The reality is that a good application ought to be able to treat media like a stream when needed and like a file when needed. For example, if you're pulling a big file from offline or cloud storage, it will be arriving locally as though it were a stream. It might be going slower than real time or maybe faster than real time, but if it's a good file format then the software ought to be able to handle it like a stream. This is often called the growing file or the while scenario.
Another example might be the reception of a live IP stream in a well known codec (e.g. JPEG2000) into a facility. While it's arriving, there is an expectation of good, live stream behaviour i.e. all the synchronised elements are close to each other in the stream as well as being correctly labelled so that a device joining the stream mid-transmission is able to identify what the elements are. It would also be very nice for a device joining mid-stream to know how much of the stream it had missed. These requirements are also shared with the growing file scenario.
In fact, when you list the requirements for a good live stream and a good growing file, you find that the real differences come down to:-
Latency (time delay) between acquiring the stream and displaying / using it
Knowledge of the file's history and its future e.g. index tables
How the timing and synchronisation references are used
Let's take these one by one.
Latency. In a live streaming application, the goal is almost always to minimise this. There is always a balance between cost, complexity and latency but lower latency for live streaming is nearly always better. In a growing file scenario, there is usually more tolerance (sometimes minutes rather than seconds) for the latency of using the received data when compared to a live stream. This fact can be used in the internal structure of the file when designing the multiplex or partitions or index tables to reduce overheads and improve efficiency.
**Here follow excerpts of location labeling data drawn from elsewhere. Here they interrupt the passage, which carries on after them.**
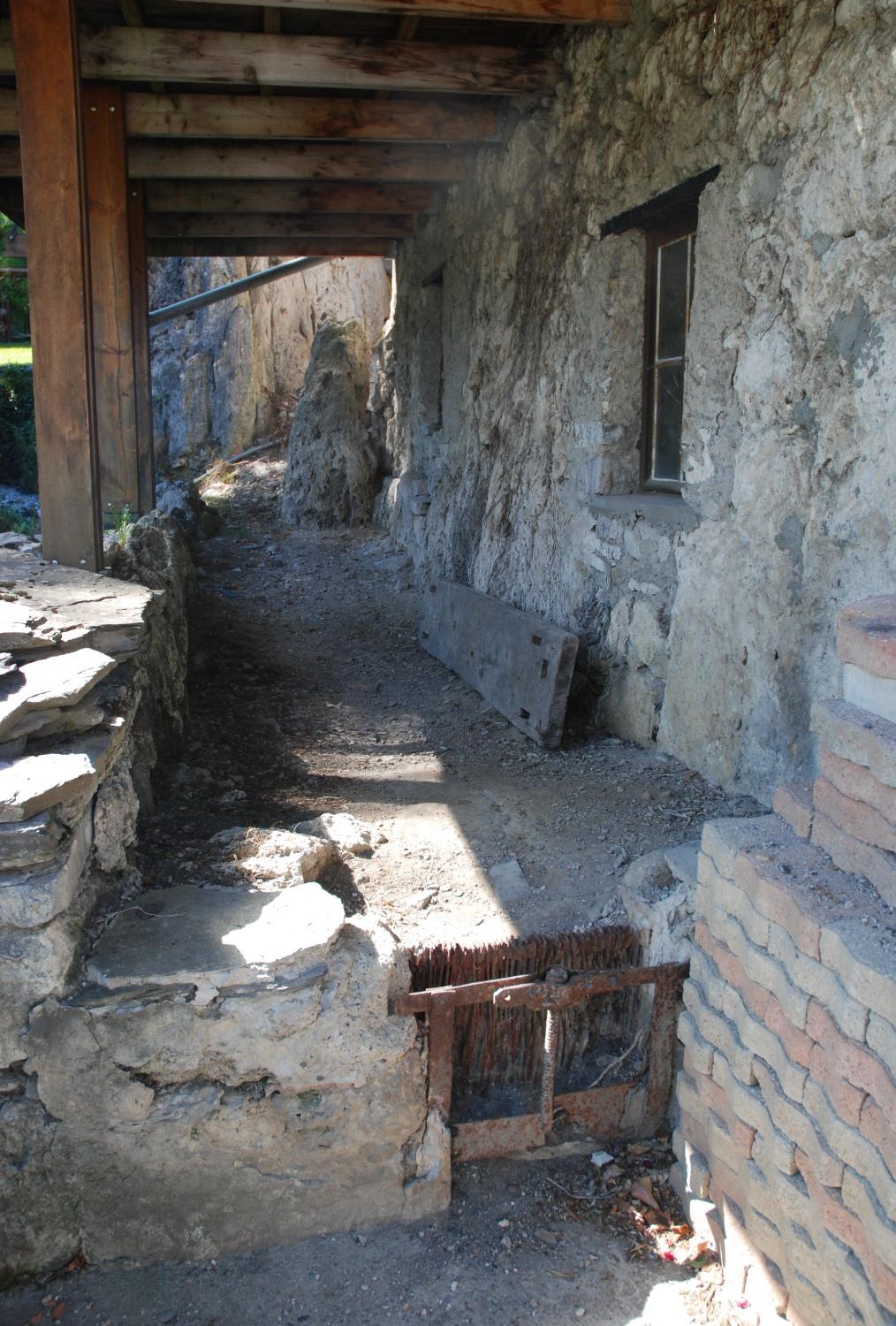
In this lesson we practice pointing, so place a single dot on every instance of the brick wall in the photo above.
(786, 1129)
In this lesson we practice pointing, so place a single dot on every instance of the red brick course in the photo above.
(845, 1098)
(851, 1060)
(866, 636)
(856, 857)
(847, 1227)
(793, 801)
(795, 1042)
(854, 817)
(755, 996)
(875, 1126)
(771, 894)
(855, 781)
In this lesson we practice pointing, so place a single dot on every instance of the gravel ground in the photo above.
(310, 641)
(513, 1249)
(307, 646)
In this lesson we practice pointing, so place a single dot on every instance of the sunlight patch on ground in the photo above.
(15, 354)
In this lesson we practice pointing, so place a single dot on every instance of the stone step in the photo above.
(864, 690)
(866, 636)
(215, 938)
(32, 898)
(39, 781)
(52, 683)
(516, 660)
(29, 843)
(77, 609)
(856, 735)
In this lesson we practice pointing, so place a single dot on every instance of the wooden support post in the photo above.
(106, 164)
(140, 333)
(45, 42)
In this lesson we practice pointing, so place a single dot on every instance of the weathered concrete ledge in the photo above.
(217, 1069)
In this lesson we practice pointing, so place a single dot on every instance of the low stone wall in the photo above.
(786, 1140)
(187, 1071)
History. In a growing file scenario, the complete file may exist somewhere in the cloud or on external storage and an index table for the entire file may exist. In the MXF world, the index tables can be chunked to allow the file to be used in 10sec or 1min or 10min chunks depending on the application with the full index table being transmitted at the end of the file. In contrast, a live stream multiplex will often omit index tables and they can be recreated when the file is ingested or rewrapped on reception.
Timing & Sync. In a file, the timing and synchronisation are usually relative to the internals of the file, whereas in a live stream, the timing could be relative to the clock on the wall or to the start of transmission. In the work being carried out on the synchronisation of component IP streams, this becomes important when different elements in the stream might be sent via different routes and then re-synchronised.
Why is any of this important? It's because we are living in a world where moving data over IP networks is less of a technological barrier and the economics of the data move are rising higher in the list of things to consider. One approach for HTTP streaming uses chunks of transport stream (a live streaming multiplex) stored as files on a server and then contiguously streamed to achieve a streaming experience. Many live-highlights editing workflow use MXF files growing on disc to be randomly accessed by editing software to build a package while the file is coming in.
If you're designing a workflow where you need to manipulate the content while it's arriving, the decision of the format on the wire won't be a technological one for much longer. It will be a commercial decision based on the requirements of the workflow and the equipment available.
Is it a file? Is it a stream? Who cares! Put a blue cape on it and call it superman. It's getting the right results at the right time for the right cost that counts.